This week, Michael Geist wrote in the Toronto Star that he is concerned that selective deregulation of the phone companies and the failure to implement the complete bundle of recommendations of the Telecom Policy Review (TPR) panel could lead to the development of a two-tiered internet in Canada.
His belief that adoption of the TPR report will bring salvation from the scourge of a two-tiered internet is not founded in fact. He writes about being concerned about ISPs traffic shaping of applications like movie and music downloading applications.
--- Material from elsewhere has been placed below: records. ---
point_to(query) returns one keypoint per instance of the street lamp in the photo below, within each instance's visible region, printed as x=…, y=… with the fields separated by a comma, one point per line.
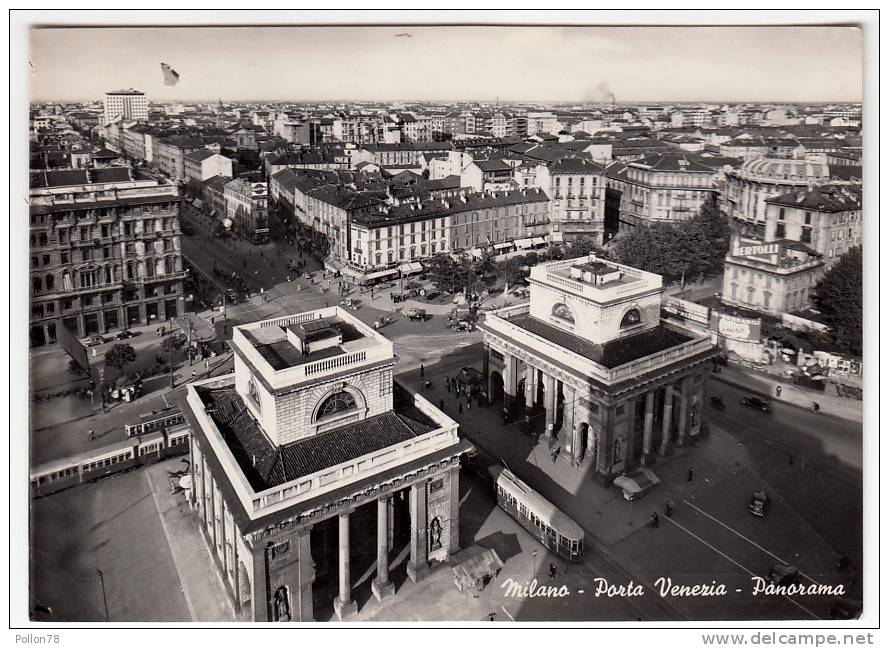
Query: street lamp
x=104, y=598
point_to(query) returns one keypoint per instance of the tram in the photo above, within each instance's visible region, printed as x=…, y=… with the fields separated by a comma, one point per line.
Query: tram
x=552, y=528
x=101, y=462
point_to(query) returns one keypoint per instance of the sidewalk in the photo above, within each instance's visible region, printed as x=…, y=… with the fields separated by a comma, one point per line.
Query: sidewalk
x=199, y=580
x=67, y=435
x=765, y=385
The Star article selectively quotes the TPR as including a net neutrality provision that calls for legislative changes to:
confirm the right of Canadian consumers to access publicly available Internet applications and content of their choice by means of all public telecommunications networks providing access to the Internet.
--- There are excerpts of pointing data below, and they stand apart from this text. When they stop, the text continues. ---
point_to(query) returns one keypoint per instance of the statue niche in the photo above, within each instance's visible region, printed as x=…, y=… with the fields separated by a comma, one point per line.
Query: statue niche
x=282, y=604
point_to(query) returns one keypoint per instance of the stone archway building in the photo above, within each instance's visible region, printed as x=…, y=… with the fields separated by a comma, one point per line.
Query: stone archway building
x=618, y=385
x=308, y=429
But the citation in the Star neglected to complete that passage. TPR Recommendation 6-5 continues with
This amendment should
(a) authorize the CRTC to administer and enforce these consumer access rights,
(b) take into account any reasonable technical constraints and efficiency considerations related to providing such access, and
(c) be subject to legal constraints on such access, such as those established in criminal, copyright and broadcasting laws.
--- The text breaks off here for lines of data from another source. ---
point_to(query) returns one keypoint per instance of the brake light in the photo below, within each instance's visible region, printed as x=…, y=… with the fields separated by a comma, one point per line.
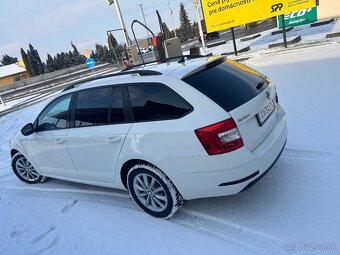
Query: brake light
x=220, y=138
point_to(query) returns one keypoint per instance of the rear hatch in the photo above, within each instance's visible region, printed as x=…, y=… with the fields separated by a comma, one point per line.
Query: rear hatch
x=245, y=94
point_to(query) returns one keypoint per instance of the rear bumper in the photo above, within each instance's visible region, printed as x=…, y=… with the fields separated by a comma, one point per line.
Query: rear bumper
x=227, y=174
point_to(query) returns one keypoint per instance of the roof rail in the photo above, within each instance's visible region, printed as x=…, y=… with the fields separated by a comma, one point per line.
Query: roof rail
x=181, y=60
x=138, y=72
x=208, y=65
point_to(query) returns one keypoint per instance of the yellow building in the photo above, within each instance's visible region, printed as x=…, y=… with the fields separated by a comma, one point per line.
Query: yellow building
x=328, y=9
x=12, y=73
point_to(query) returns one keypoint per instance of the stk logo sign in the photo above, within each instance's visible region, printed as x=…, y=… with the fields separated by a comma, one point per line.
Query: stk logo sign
x=277, y=7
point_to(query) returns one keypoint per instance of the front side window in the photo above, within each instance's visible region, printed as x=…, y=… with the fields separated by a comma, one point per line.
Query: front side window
x=156, y=102
x=55, y=116
x=92, y=107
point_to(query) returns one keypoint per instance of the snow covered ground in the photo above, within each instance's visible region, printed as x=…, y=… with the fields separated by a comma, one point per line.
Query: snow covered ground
x=292, y=210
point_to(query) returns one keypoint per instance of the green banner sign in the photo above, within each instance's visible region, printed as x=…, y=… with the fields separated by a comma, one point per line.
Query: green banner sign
x=299, y=18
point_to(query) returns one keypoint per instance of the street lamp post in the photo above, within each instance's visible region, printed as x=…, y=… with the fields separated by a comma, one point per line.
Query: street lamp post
x=141, y=7
x=172, y=19
x=122, y=24
x=198, y=16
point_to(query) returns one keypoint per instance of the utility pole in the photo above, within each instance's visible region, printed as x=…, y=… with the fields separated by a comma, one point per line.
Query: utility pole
x=172, y=19
x=122, y=24
x=147, y=31
x=198, y=16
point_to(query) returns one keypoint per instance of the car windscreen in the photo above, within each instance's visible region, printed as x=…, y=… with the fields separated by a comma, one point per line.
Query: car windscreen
x=228, y=84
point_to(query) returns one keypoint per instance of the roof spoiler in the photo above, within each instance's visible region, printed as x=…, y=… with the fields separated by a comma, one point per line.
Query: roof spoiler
x=206, y=66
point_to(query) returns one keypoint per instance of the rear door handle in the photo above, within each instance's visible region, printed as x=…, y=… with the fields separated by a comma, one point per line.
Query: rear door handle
x=114, y=139
x=60, y=140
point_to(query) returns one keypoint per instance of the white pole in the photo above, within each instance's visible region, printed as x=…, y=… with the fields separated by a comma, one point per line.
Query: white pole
x=122, y=24
x=2, y=101
x=172, y=19
x=198, y=16
x=147, y=31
Those omitted sentences would appear to permit the traffic sculpting of ‘legitimate peer-to-peer’ applications that offended the author. Part (b) seems to be designed to take into account the technical realities of the internet as a shared network resource.
Another complaint raised in the Star was in respect of Shaw’s quality of service enhancements for over-the-top VoIP service. On September 21, in Decision 2006-61, the CRTC ruled that certain enhancements that the cable companies used in providing their own services may indeed discriminate, but the Commission ruled this was not ‘undue discrimination.’
The TPR actually seems to lean towards letting the ISPs make reasonable decisions, but with clarity of information provided to customers. As we wrote last March when the report was first released:
Given the complexity of this area, the rapid evolution of technologies and the market dynamics, the Panel believes the regulator here should have more discretion than in other areas of regulation. However, the Panel also believes this discretion should be exercised with a view to encouraging reliance on market forces and customer choice as much as possible. For example, there may be situations in which a customer wants an ISP to block access to particular applications or content. In addition, some customers may be willing to accept a reduced degree of access in exchange for a lower price. Such consumer choices should be respected.
In the Panel’s view, the purpose of a customer access rule should be consumer protection, and there should be a strong emphasis on ensuring that customers have the information required to make informed choices. In this way, the rule would promote the efficient operation of market forces.
It merits repeating our view that the TPR provides a Solomonic balance of interests.
By the way, Professor Geist has agreed to join our panel examining illegal content on the internet at The 2007 Canadian Telecom Summit in June. We look forward to a lively discussion.